The Blue Waters supercomputer facility at the National Center for Supercomputing Applications on the University of Illinois campus celebrates Petascale Day on Oct. 15. Petascale refers to computing and data in the quadrillions. In an interview with News Bureau physical sciences editor Liz Ahlberg, NCSA director Thom Dunning talks about computing and data at the supercomputer scale and how the Blue Waters facility is advancing research at the U. of I.
What is a supercomputer?
A supercomputer is the most powerful computer available at any given time. Today, Japan has the most powerful supercomputer in operation - the Kei computer, which is located in Kobe. Blue Waters is comparable to the Kei computer and is the most powerful computer on a university campus. These two computing giants will enable breakthroughs in many areas of science and engineering.
Of course, as computing technology advances, the supercomputers of today become the desktop computers of tomorrow. This is literally true: The desktop computers available today are as powerful as the most powerful supercomputers in the early 1990s. As computing technology advances, computers even more powerful than Blue Waters will be deployed. However, over its five-year lifetime, Blue Waters will enable a wealth of scientific breakthroughs.
What does it mean when we say that Blue Waters is a petascale facility?
Computer technologists define the speed of a computer by the number of arithmetic operations that it can perform. A typical arithmetic operation is the addition or multiplication of two 14-digit numbers. If a computer can perform 1,000 arithmetic operations in a second, we refer to this as a kiloscale computer. A petascale computer can perform a quadrillion (1015, one thousand million million) operations in a second. This is a fantastic amount of work: It would take nearly a million desktop computers to do the same amount of work. To put it another way, if you could multiply two 14-digit numbers together on your calculator every second, it would take you 32 million years to do the same amount of work that Blue Waters can do each and every second.
What kinds of things does a supercomputer do that other computers can't?
The mathematical equations that describe the world that we live in are exceedingly difficult to solve. To be able to solve these equations on even the most powerful supercomputers, we must make approximations. As computers become more and more powerful, we are able to make fewer and fewer approximations. This means that our computational models more accurately describe what is observed in the real world. Models that accurately describe the world are important in advancing our knowledge of the world around us, helping industry design and produce better products, and aiding policymakers make decisions.
Another advantage of very powerful computers is that we can model more complex systems on the computer. An example of a complex system is a tornado or a hurricane. The formation, strength and path of tornadoes and hurricanes depends on many factors - temperature, pressure, humidity, wind speed and direction, and so on - all of which must be included in the computational model to properly describe the phenomena.
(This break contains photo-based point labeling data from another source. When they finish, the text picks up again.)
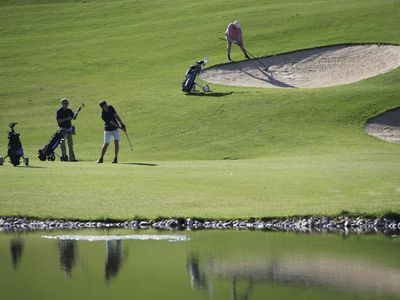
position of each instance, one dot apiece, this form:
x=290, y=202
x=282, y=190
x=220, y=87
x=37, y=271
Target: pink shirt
x=234, y=34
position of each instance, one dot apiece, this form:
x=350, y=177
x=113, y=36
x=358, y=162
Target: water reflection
x=208, y=266
x=197, y=278
x=318, y=271
x=114, y=258
x=67, y=250
x=16, y=249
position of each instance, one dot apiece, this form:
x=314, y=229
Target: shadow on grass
x=141, y=164
x=210, y=94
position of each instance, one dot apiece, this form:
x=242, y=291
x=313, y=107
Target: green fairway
x=239, y=152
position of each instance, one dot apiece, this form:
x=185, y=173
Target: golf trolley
x=15, y=151
x=189, y=84
x=47, y=151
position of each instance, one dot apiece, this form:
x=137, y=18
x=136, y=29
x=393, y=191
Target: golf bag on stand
x=15, y=151
x=189, y=84
x=47, y=151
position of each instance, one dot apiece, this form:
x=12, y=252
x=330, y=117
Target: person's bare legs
x=103, y=152
x=244, y=52
x=116, y=144
x=70, y=148
x=228, y=49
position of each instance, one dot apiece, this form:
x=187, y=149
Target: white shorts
x=108, y=134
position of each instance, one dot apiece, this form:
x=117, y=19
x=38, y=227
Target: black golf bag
x=189, y=84
x=47, y=151
x=15, y=151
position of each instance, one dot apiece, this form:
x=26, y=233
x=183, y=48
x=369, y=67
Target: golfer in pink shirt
x=233, y=34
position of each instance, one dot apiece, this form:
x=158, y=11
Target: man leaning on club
x=64, y=117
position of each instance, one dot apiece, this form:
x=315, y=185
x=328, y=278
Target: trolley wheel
x=205, y=88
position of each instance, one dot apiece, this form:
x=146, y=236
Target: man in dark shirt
x=111, y=124
x=64, y=117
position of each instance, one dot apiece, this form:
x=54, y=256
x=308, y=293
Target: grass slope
x=294, y=151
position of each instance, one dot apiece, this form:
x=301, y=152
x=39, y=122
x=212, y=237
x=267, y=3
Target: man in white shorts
x=111, y=124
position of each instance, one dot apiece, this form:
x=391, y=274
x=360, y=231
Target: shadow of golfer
x=16, y=249
x=268, y=78
x=141, y=164
x=210, y=94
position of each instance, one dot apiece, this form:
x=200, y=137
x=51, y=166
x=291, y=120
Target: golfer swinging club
x=233, y=34
x=111, y=124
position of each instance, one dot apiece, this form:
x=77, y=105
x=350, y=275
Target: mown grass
x=295, y=151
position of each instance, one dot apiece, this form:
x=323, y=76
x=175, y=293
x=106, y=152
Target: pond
x=129, y=264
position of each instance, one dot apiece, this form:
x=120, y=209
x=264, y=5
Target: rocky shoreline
x=307, y=224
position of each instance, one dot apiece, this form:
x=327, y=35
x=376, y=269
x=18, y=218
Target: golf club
x=259, y=61
x=252, y=56
x=79, y=109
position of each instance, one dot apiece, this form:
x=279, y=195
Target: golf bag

What kind of research goes on at NCSA?
NCSA's mission is to provide scientists and engineers with the computing resources and technical support that they need to advance their research. The breadth of research being conducted on NCSA's computers is staggering. It ranges from studies of the elementary particles that make up atoms and molecules that form our everyday world to weather and climate to the birth and evolution of our universe.
The results of these simulations are critical to understanding observations from the Large Hadron Collider, the design of new materials and the processes of life, preparing for natural disasters, and interpreting what will be seen in the proposed Large Synoptic Survey Telescope. Computational modeling and simulation have become so pervasive that nearly all areas of science and engineering are being transformed by it.
At the University of Illinois, faculty will be using Blue Waters to model the behavior of the polio virus, model the birth of tornadoes, better understand the factors that control climate change, and gain a better understanding of how to use these giant computers. In addition to these Illinois-led projects, other Illinois faculty members are key investigators in other projects that will be using Blue Waters.
What happens to all the data from Blue Waters?
Blue Waters has one of the largest data storage systems in the world. It can store more than 25 petabytes of data on high-speed disks and more than 300 petabytes of data on slower-speed tapes. A typical desktop computer can store 1 terabyte on its hard disk. This means that Blue Waters can store 25,000 times more data on disk and 300,000 times more data on tape. This presents some unique challenges because scientists have not traditionally been able to generate this much data in a single simulation. Fortunately, Blue Waters has special processors in it, called graphics processing units, which allow scientists to visualize the results of their simulations on the same computer that generated the data - often in real time.
Blue Waters is connected to the outside world by very large data pipes. At the beginning, Blue Waters will connect to Chicago and the national networks at more than 100 gigabits per second (Gbps), or 7,000 times faster than a high-speed connection to a home. The connection speed can be upgraded to 400 Gbps as needed by the scientists using Blue Waters. However, even at this speed, much of the data must stay on disks and tapes in the National Petascale Computing Facility - the data sets are much too large to transfer over the national networks even if we transported them to Chicago.